Elon Musk was found not liable in a class-action securities fraud trial that centered on the Tesla CEO’s now infamous “funding secured” tweet.
After less than 90 minutes of deliberation, a jury announced the verdict in the trial that kicked off three weeks ago in San Francisco. The outcome of the trial sent Tesla shares up about 1.5% in after-hour trading to $189.98.
The central question in the lawsuit was whether Musk was liable for losses suffered by shareholders after he posted in August 2018 several messages on Twitter that he had secured funding to take Tesla private. Musk initially tweeted “Am considering taking Tesla private at $420. Funding secured.” Another pair of tweets soon followed: “Investor support is confirmed. Only reason why this is not certain is that it’s contingent on a shareholder vote” and then another stating that he doesn’t have a controlling vote now and “wouldn’t expect any shareholder to have one if we go private.”

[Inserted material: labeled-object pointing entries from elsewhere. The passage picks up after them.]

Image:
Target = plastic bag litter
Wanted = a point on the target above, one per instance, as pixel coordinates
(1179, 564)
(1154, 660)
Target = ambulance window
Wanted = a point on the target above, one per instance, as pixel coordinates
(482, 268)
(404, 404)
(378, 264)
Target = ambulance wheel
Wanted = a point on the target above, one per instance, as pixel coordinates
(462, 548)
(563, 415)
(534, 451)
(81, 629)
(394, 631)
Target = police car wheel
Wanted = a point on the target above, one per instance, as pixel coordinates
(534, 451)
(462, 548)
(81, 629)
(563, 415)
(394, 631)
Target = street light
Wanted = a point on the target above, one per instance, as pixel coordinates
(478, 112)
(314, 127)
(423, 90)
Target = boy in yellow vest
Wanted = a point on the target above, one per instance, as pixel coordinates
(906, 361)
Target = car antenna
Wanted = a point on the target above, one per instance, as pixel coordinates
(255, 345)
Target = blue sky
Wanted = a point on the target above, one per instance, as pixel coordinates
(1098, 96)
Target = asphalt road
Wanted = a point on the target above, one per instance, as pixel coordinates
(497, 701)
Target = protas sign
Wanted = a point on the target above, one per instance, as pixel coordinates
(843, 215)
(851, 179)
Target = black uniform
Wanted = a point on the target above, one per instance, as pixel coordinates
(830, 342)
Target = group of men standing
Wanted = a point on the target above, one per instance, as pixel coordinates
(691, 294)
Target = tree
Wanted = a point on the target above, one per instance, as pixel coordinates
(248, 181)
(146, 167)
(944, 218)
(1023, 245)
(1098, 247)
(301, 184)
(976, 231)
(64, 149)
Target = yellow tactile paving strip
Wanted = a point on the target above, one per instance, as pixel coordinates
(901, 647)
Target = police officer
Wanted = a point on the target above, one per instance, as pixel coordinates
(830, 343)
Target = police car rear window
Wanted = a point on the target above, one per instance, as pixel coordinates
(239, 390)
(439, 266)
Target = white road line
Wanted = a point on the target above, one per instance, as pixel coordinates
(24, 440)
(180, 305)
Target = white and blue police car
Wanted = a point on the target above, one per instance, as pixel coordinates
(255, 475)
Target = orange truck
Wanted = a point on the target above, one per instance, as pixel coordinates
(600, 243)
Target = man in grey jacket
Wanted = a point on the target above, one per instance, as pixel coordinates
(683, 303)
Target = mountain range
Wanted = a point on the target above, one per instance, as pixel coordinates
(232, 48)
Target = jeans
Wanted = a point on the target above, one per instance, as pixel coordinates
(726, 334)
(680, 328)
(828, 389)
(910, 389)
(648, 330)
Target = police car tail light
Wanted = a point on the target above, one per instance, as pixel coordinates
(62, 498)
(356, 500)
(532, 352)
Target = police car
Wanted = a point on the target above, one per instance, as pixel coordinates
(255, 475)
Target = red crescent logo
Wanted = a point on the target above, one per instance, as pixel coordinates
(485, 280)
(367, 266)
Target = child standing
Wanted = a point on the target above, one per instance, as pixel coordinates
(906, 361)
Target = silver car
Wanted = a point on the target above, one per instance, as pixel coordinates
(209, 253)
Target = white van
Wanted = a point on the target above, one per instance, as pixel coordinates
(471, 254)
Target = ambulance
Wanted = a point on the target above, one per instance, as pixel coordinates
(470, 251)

Plaintiffs attorneys representing investors argued that these shareholders suffered financially as a result. Musk, Tesla and its board, faced billions of dollars in damages.
The trial was not to determine whether those tweets were true. That question had already been answered. Edward M. Chen, the federal judge overseeing the case, ruled that the tweets were untrue and Musk was reckless for posting them.
The three-week trial was largely a tug-of-war over language and intent.